I'm not sure why you are keenly against browser caches and cookies. What is the threat? It seems more of a personal dislike; because if you slow down and focus on a single aspect of the "cookies and caching" you are talking about; you will see that "cookies and caches" are not needed to track your web usage habits. Cookies and caches just make life easier for most users. Every web site you visit can store the same information that is in a cookie in a remote site database. A cookie is just data. That data is not necessary in your browser to track and profile you. That data is generated by both the browser and the server and put in a "cookie" to make life easier for the user (password hashes, session information, pages visited, articles read, user preferences), not to track them (speaking about Google in this discussion) in illegal, mysterious ways, generally speaking. Many sites use hashes of passwords as cookies so the user does not need to login again and again. They store the password hashed with the users IP address, for example, so the hash can only be used with a certain IP address, for example. This is for the good of the user experience, not to track their behavior. Rinse and repeat, we don't need cookies and caching to track user behavior.

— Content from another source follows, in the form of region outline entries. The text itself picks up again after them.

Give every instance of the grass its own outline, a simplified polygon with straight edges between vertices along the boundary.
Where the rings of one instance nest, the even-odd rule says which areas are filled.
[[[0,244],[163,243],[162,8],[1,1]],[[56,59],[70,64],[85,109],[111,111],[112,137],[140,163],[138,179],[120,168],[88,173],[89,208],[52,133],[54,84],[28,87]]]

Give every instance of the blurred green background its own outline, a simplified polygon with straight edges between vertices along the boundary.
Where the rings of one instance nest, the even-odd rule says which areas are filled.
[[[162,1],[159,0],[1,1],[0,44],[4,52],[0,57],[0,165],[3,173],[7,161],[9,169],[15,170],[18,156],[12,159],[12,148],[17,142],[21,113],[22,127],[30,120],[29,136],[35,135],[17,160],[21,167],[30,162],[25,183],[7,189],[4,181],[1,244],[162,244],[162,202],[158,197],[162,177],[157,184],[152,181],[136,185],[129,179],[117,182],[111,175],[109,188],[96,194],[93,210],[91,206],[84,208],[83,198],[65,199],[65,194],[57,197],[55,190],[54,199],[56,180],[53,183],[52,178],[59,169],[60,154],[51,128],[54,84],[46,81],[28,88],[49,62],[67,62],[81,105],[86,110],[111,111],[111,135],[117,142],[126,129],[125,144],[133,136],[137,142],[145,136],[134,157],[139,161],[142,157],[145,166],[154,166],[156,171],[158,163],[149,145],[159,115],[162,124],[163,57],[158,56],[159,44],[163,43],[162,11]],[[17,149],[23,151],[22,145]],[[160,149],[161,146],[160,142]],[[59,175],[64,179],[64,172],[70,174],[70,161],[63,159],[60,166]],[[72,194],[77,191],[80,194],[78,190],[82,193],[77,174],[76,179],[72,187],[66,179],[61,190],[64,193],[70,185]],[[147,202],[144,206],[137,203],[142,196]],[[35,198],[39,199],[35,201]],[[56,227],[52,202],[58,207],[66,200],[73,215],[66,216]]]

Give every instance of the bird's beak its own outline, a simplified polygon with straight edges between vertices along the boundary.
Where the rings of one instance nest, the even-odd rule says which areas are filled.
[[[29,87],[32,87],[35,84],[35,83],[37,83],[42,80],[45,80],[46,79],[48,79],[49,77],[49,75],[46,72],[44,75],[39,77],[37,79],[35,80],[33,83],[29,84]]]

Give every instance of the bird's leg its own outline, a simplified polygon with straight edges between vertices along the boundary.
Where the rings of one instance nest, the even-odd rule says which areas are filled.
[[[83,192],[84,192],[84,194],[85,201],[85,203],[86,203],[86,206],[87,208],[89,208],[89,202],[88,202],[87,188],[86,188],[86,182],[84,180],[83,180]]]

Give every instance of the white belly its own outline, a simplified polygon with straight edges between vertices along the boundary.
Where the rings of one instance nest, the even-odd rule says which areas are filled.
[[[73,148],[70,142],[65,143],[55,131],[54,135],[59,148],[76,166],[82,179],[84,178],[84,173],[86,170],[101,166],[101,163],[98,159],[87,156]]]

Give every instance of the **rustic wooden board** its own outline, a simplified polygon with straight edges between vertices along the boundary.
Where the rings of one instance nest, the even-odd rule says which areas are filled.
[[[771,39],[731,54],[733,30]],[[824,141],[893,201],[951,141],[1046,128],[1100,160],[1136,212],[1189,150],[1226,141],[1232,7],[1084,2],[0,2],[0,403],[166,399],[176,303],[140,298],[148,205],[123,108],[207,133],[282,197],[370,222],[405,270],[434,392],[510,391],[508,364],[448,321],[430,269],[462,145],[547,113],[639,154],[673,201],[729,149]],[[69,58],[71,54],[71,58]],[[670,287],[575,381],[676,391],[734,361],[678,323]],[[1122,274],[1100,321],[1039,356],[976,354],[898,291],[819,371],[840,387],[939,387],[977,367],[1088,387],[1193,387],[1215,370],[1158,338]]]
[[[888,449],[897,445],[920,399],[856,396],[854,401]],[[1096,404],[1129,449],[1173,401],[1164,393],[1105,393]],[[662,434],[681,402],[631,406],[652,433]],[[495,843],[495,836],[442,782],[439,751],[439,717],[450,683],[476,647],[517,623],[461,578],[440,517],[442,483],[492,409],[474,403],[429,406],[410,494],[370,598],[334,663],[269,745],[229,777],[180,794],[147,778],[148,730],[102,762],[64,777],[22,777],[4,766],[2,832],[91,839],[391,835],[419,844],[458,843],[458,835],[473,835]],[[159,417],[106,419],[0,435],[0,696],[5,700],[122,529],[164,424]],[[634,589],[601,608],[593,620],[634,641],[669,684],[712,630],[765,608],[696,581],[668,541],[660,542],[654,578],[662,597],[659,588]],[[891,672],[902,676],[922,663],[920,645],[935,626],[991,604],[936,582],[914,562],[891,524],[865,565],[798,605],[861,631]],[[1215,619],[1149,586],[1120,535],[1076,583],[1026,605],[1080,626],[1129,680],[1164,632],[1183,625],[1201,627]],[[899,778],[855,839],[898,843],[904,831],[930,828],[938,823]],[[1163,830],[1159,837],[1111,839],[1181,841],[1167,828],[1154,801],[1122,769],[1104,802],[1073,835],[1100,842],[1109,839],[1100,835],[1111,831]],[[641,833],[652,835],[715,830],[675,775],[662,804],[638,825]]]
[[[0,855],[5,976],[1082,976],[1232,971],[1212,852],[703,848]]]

I'm not sure how much web dev you do on a daily or weekly basis, or how much web code you develop regularly , but I can assure you that Google does not need your cache nor your cookies to track you; but if it makes you feel better to clear your cache every time you log out of your browser, and to delete all your cookies, then that's cool for you. Everyone should do as they wish.
The issue I have is that I do not think you should advising all users to delete their caches every time they log out and clear all they cookies, because "Wolf does not like cookies", in my view. That is why I responded. The vast majority of users never delete their cookies or clear their cache manually and they are not under siege. They will be tracked regardless of their cookie status by web sites who track.
Stated another way, when a security professional does a risk analysis, we look at (1) threat, (2) vulnerability and (3) criticality. What is the "threat" you are referring to? Do you perceive companies who are trying to sell you a product or service as a "threat"? FYI, I don't and most users on the web that I know consider this a feature, not a threat. Do you consider a company tracking your location to target location relevant information to use as "a threat"? FYI, I don't and most other users I know also think this is a feature, not a threat nor a bug. I find location tracking annoying, not threatening. I tend to block location tracking, but not because it is a "threat", but because I do not like location based ads and location based content. It's a just a personal preference. It is not a security issue for me. I'm not hiding my location since I'm not a fugitive on the run from law enforcement or fleeing the tax man
Now, we talk about "vulnerability" . Do "you" feel vulnerable when you browse the net? What makes you feel vulnerable? Are you using insecure passwords? Logging into porn sites and using a credit card? Using dating sites? Enquiring minds want to know? LOL . I'm not feeling vulnerable because I do not use credit cards on porn sites (LOL) and I do use strong passwords. I don't use any dating sites (being a happy guy in my relationship). These things are features, not bugs or threats for the sites I visit and shop.
I do admit that i block the New York Times cookies. That way I don't get all those messages trying to force me to sign up; so I can read the NYTs for free (past the home page). In that case, I'm the one reading the NYTs for free blocking cookies. My Bad. I'm the bad guy, not the NYTs. They deserve to get subscriptions, LOL. It's a great newspaper.
We can certainly agree the web is a dangerous place. That's good
Let's keep going.... I am happy to keep pushing back against your notion of always clearing "cookies and caches" daily and often and I'm just as keen to agree with you, if we can clearly identify the threat, the vulnerability, the criticality of those in the context of a standard risk analysis for them.